December 03, 2005

Various Artists "Dimension Mix"

Bruce Haack was an odd fellow. He made music in his living room, and it wasn't just any kind of was magical music. Some of it could be considered children's music, but Haack was much more interested in capturing the innocence of youth and the joy of innocence in song. He had a psychology degree, and he was interested in the role music played in the development of a child's mind. That he did so at a time when the music world was undergoing radical technological advances and sonic experimentation made his music even more interesting. That he lived and died in obscurity is sad.

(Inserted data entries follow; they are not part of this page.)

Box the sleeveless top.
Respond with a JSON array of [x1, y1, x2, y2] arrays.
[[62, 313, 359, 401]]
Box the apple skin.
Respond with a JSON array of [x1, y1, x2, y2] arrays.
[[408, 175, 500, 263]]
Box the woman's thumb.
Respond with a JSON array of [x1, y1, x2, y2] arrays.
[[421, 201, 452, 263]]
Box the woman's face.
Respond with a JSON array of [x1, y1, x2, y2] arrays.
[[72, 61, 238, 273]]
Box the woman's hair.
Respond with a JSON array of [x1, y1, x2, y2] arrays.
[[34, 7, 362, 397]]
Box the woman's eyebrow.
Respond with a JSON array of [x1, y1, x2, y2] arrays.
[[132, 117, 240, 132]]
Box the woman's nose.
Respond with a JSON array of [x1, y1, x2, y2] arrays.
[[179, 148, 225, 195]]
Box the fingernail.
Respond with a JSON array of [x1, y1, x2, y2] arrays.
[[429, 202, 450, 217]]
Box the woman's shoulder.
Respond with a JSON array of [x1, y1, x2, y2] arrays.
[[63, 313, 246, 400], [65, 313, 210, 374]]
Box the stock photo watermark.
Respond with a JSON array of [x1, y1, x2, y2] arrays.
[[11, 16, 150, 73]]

It's no surprise, then, that his recorded work influenced a younger generation. While he might not necessarily be a well-known influence, for those more offbeat artists, Haack was a fascinating and fun little secret. A thank-you should go out to the bright spark who decided on the idea of a tribute record to Haack should also serve as a benefit record for autistic children, a cause dear to Haack's heart. As Haack is extremely obscure, there's probably little chance you know any of the original versions of these songs. (A companion disc of the originals a la The Late, Great Daniel Johnston would be REALLY nice, Santa!)

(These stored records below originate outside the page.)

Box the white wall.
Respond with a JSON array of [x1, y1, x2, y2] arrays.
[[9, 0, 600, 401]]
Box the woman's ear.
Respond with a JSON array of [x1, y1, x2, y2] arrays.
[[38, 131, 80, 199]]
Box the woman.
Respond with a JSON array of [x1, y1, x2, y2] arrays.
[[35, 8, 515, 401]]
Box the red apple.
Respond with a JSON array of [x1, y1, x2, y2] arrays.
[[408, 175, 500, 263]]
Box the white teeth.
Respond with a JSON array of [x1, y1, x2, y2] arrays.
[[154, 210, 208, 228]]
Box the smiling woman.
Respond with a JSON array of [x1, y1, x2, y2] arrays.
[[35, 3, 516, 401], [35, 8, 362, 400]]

As such, it's best to simply listen to these songs with the artist's own styles in mind; surprisingly, several of these songs--especially offerings from Stereolab, Beck, The Danielson Famile, DJ Me DJ You, and Fantastic Plastic Machine sound like original compositions. Personal favorites include Irving's "Army Ants In Your Pants" and Eels' silly Middle Eastern kids-song "Jelly Dancer." Of course, there's a few unknowns, like The Stones Throw Singers' amazing "Rain of Earth," and Brother Cleve's "School 4 Robots," which are quite fascinating..

Quirky, fun music by an eccentric personality for a good cause? Sounds like fun! Dimension Mix is a great, unique little tribute.